Ping An Trust’s focus is now shifting in part to cash-strapped local governments – borrowers viewed almost as toxic by Chinese banks and global investors. Local government debt has soared to Rmb17.9tn, up nearly 70 per cent from the end of 2010, the national audit office said on Monday. “Just as the market is getting scared about local governments, we actually see providing financing to them as a good opportunity,” Mr Tung says.

With thick round glasses, trim grey hair and a quiet English accent from his studies two decades ago at the University of Oxford, Mr Tung is a most presentable face for Chinese shadow banking. Even while expanding Ping An Trust’s assets under management by about Rmb10bn a month, he has insisted on a 15 per cent capital ratio – well above Basel III requirements of 10.5 per cent for banks.

Throughout the trust sector as a whole, risk-management practices are tough. Mr Binder of McKinsey notes that the standard loan-to-value ratio for collateralised property lending is about 50 per cent – a world apart from the 100 per cent, no-collateral loans common in the US before the subprime crisis.

Yet some trust companies have been involved in much riskier transactions. In the case of Jilin Trust, it sold an investment product backed by Rmb1bn of loans to Liansheng Resources Group two years ago, when the coal miner was heavily indebted.

With Liansheng now undergoing restructuring, this could be one of the first significant defaults in the trust sector, according to analysts. Some in the industry believe this would actually be a good thing, teaching investors to assess trust products on the basis of risk and not just returns – to sift out the best of China’s shadow banks from those best avoided.

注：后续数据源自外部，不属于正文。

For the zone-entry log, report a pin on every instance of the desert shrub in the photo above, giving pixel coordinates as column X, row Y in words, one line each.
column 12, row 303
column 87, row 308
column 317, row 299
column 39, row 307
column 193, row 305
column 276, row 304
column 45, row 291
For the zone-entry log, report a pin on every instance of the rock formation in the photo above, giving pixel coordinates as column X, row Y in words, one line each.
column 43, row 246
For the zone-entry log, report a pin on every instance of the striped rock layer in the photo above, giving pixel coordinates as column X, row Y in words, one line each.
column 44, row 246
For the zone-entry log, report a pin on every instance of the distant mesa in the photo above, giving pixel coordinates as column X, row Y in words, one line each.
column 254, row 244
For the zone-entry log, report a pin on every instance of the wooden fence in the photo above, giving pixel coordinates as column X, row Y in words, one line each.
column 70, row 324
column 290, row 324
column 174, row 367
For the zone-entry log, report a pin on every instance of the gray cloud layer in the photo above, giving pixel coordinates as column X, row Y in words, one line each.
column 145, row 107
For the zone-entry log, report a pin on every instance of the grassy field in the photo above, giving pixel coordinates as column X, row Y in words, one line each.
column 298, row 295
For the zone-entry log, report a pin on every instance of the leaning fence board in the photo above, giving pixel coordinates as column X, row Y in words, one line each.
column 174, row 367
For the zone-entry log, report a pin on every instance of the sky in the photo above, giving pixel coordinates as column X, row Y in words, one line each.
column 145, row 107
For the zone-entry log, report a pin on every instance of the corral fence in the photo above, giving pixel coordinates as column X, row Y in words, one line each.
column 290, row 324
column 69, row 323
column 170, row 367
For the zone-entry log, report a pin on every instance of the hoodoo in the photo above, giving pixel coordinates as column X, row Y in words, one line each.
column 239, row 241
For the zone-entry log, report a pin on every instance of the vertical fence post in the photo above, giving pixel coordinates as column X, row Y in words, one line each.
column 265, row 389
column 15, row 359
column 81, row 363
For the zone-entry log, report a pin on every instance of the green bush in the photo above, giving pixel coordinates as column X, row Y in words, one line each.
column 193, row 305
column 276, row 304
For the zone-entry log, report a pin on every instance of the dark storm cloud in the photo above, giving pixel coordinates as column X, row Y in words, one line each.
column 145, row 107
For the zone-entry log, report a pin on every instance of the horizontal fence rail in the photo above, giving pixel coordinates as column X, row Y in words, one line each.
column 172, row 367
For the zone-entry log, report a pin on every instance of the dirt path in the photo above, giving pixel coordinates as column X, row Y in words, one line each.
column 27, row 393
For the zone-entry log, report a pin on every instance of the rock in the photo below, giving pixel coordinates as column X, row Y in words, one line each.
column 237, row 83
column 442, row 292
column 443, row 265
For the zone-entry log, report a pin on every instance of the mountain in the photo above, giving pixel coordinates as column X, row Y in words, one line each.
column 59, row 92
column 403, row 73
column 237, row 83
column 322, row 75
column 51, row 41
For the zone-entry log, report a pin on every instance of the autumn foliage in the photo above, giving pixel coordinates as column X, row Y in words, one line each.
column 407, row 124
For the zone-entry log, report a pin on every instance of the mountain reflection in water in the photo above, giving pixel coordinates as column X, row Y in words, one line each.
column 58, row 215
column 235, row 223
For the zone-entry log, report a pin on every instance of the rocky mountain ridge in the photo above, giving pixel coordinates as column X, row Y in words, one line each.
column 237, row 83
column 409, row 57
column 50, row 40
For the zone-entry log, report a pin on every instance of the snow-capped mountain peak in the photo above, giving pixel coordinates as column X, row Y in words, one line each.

“While there is concern that this will result in a house-of-cards scenario, the perspective from many trust companies is that it will lead to a flight-to-quality scenario, and I agree with that,” says Jason Bedford, a former big four auditor. “The trust sector needs a blow-up.”

吉林信托(Jilin Trust)和平安信托(Ping An Trust)都在中国金融体系的阴影区域开展业务,向那些在银行看来风险过高的借款方提供融资,但它们的相似之处也仅此而已。

吉林信托去年12月向投资者发出警告,称旗下一支贷款支持证券产品存在违约风险,该产品的贷款方是华北一家财务杠杆率过高的煤炭开采企业。为吸引投资者,吉林信托在发售这款产品时承诺10%的年化收益率,但它没有要求这家煤企提供任何抵押品,而是接受了另一家煤企的担保,提供担保的那家企业目前同样身陷困境。

与此同时,平安信托驻上海的分析师们则在伏案工作,仔细分析来自中国各地数百个地方政府的数据。

平安的分析师们总是仔细考察地方政府的负债水平和财政收入,通过过路费、水务费等数据评估潜在抵押品的价值。平安信托发放的贷款迄今从未出现过违约,其首席执行官童恺(Tung Hoi)也决心将这一纪录继续保持下去。他表示:“问题的关键在于严格的放贷纪律。”

对于很多观察人士而言,中国的“影子银行”让人联想到的是,地下贷款方以极高的利率向来历不明的借款方提供贷款。但这种观点有些过于简单,因为很多金融机构现已开始填补受到严格监管的银行留出的市场空白。

一些影子银行确实出现了问题,但其他一些影子银行则是业绩亮眼、管理完善的金融机构。

麦肯锡(McKinsey)亚洲资产管理咨询业务负责人白德范(Stephan Binder)表示:“事实上,信托公司在中国的金融系统中扮演了一个非常重要的角色。它们为那些风险很高的企业提供了一条融资途径,否则,那些企业将完全无法获得融资 ,或只能求诸黑市。”

外界对中国信托公司的第一大误解,是对它们实际从事什么业务的误解。在西方,“信托”一词指以第三方为受益人的保守管理型基金,中国的信托公司跟这种信托基金没有任何关系。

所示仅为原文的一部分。